Redis pub/sub sockets reset when externalizing workers to managed container services

## Summary

While piloting an external Bifrost worker in Azure Container Apps, long-lived Redis pub/sub listener sockets were reset periodically even though normal job execution continued to work.

This seems worth hardening in Bifrost because externalized workers may run across managed container/network boundaries where idle TCP handling is stricter than a local Docker Compose network.

## Observed behavior

- Compose-host workers stayed connected to Redis without the same errors.
- The external ACA worker could connect to RabbitMQ, consume jobs, run workflows, and report results.
- The external worker repeatedly logged Redis listener reconnects for process-pool control channels:
  - `Cancel listener error: Error while reading from <redis-ip>:6379 : (104, 'Connection reset by peer'); reconnecting in 1s`
  - `Command listener error: Error while reading from <redis-ip>:6379 : (104, 'Connection reset by peer'); reconnecting in 1s`
- Redis server health looked clean during the resets: no rejected clients, no blocked clients, no Redis crash/restart, and RDB saves completed successfully.

## Environment shape

- Redis remained on the Compose VM.
- One worker ran externally in Azure Container Apps over private network connectivity to the VM.
- Redis server default `tcp-keepalive` was `300` seconds.
- The relevant worker process-pool code appears to use long-lived pub/sub sockets without explicit socket keepalive or health-check interval.

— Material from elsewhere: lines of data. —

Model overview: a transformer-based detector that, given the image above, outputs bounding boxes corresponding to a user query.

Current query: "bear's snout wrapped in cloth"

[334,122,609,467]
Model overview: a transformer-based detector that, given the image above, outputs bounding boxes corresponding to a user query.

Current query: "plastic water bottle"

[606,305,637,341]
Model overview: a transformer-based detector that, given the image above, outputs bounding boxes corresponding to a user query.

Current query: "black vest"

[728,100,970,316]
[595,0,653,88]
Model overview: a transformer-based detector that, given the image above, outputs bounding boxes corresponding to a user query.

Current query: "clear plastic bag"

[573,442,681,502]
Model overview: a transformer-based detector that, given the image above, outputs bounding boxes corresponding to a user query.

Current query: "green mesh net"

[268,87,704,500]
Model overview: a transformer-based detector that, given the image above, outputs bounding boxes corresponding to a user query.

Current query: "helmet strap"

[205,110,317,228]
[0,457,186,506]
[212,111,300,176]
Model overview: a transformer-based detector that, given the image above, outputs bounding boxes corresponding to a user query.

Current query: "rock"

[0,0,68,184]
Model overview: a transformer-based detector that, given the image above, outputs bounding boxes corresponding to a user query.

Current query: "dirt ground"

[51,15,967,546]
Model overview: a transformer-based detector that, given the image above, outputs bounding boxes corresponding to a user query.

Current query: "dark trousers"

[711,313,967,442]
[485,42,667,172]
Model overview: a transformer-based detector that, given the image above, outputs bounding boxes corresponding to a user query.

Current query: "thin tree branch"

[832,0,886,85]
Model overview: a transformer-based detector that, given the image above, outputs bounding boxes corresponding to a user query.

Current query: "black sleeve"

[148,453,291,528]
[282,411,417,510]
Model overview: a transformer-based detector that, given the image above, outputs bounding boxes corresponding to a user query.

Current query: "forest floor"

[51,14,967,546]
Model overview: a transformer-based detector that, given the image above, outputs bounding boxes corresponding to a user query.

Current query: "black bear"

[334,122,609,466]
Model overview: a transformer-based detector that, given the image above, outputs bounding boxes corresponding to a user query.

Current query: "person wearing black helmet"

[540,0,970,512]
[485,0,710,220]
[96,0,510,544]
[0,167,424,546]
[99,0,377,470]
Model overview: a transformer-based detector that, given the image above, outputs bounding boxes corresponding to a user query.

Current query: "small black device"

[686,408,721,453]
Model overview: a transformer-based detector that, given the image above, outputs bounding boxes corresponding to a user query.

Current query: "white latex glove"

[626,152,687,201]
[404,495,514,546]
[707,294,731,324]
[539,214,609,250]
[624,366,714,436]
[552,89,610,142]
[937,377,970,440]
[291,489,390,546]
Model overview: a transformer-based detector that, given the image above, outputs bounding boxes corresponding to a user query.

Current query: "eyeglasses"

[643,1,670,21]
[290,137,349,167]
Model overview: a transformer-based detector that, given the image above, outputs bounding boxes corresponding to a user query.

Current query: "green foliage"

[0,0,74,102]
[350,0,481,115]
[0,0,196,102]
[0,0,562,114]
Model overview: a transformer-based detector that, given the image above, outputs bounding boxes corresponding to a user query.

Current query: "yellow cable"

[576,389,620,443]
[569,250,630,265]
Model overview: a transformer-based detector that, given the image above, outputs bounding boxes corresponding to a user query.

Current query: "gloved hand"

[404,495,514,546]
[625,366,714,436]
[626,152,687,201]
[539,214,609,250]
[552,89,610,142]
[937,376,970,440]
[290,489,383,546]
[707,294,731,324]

## Local mitigation that appears appropriate for the pilot

We are testing two infrastructure-level mitigations:

- Redis server: lower `tcp-keepalive` to `60` seconds.
- External worker Redis URL: add redis-py options via query string:
  - `health_check_interval=60`
  - `socket_keepalive=True`

## Request

Please consider making Redis connection keepalive/health-check behavior first-class for Bifrost worker pub/sub listeners, especially the process-pool command and cancel listeners.

Possible directions:

- set explicit redis-py `health_check_interval` / `socket_keepalive` for long-lived Redis clients;
- expose worker Redis socket keepalive settings via Bifrost config/env vars;
- document the required Redis/network settings for external workers running outside the Compose host;
- add a small reconnect/health metric so operators can distinguish harmless reconnect noise from actual Redis instability.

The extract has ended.